I’ve written a Python program to read a large number of rows from a table in an Azure SQL Server database, clean them and save them to another table using pyodbc. Here’s the code sample:
def getStgDataFromDB(conn, dbtbl, step, refloaddatetime, countyfld, countyval):
if not step in ["clean", "match"]:
logging.info(f"Invalid step value: {step}")
return(None)
readCursor = conn.cursor()
sqlstmt = f"SELECT * FROM {dbtbl} " +
f"WHERE loaddatetime = CAST(? AS DATETIME) " +
f"AND LOWER({countyfld}) = ? " +
f"ORDER BY loaddatetime, {countyfld}"
results = readCursor.execute(sqlstmt, refloaddatetime, countyval.lower())
return(results)
cursor_output = getStgDataFromDB(conn, srctbl, step, refloaddatetime, countyfld, countyval)
tblRows = cursor_output.fetchmany(FETCH_SIZE)
while len(tblRows):
#Describe the table and get column names
cols = [cursor_output.description[idx][0] for idx, elem in enumerate(cursor_output.description)]
tblDataStg = pd.DataFrame(np.array(tblRows), columns=cols)
....
#As part of the cleaning process, tblDataStg data is saved in tblDataClean
saveResults = tblDataClean.apply(savefunc, args=(conn,), axis=1)
conn.commit()
tblRows = cursor_output.fetchmany(FETCH_SIZE)
I have set FETCH_SIZE = 5 for the sake of testing. savefunc() contains code to open a separate cursor and insert data into the destination server using pyodbc’s execute() function.

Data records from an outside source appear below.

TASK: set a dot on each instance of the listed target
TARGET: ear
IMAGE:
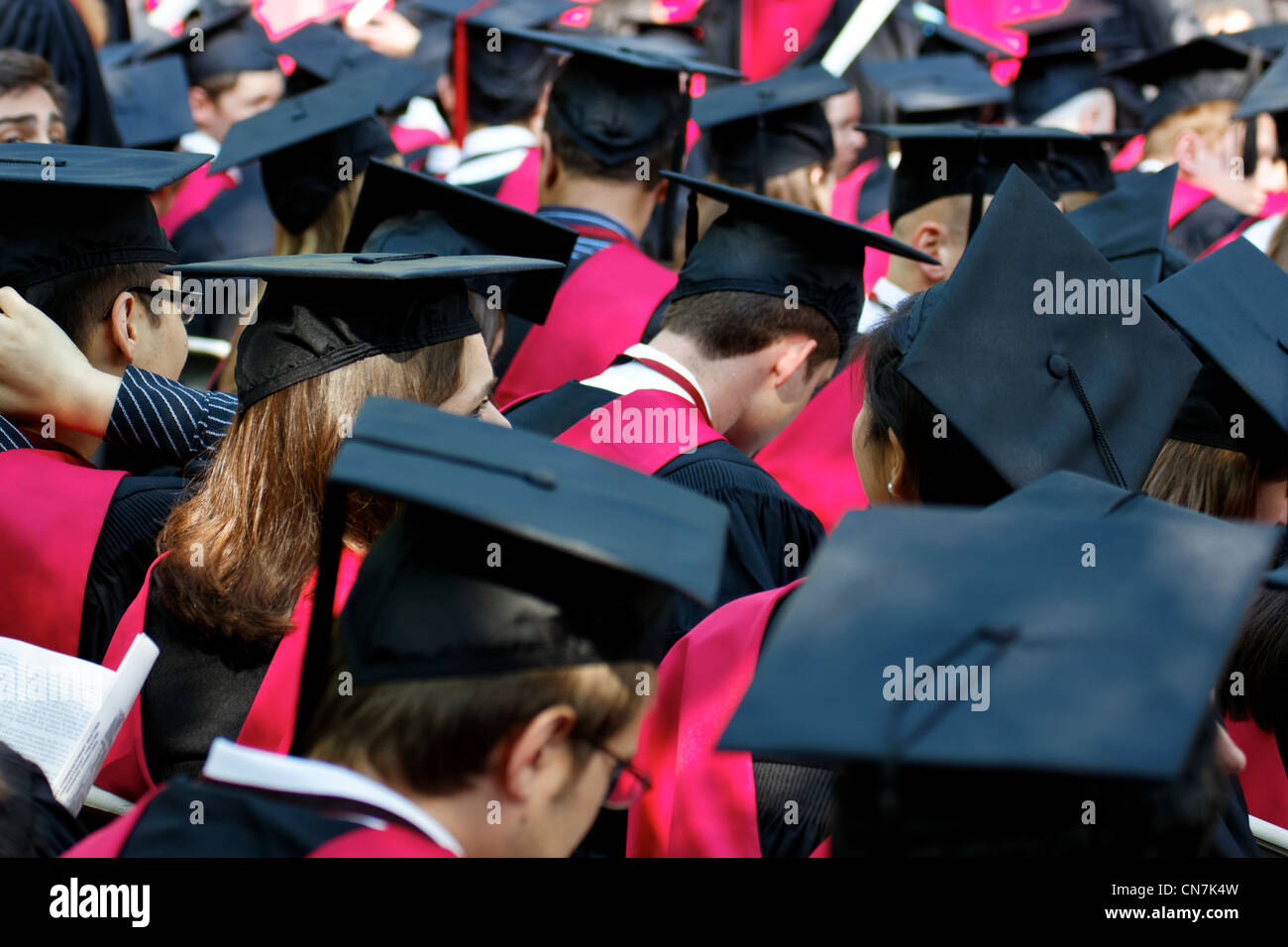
(791, 356)
(539, 115)
(446, 90)
(123, 326)
(200, 105)
(897, 468)
(524, 758)
(660, 196)
(1186, 153)
(931, 237)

If the commit() function is called while iterating through the cursor as shown above, I get an ODBC error ‘[HY010] [Microsoft][ODBC Driver 18 for SQL Server]Function sequence error (0) (SQLFetch)’.
The code works great as long as the commit() function is called outside the while loop. But, doing so means committing a thousands of rows, possibly more than 100K in some instances. My fear is that committing such a large number of rows in a single transaction will cause a performance issue.
How can I optimize the read-clean-save process and avoid the ODBC error?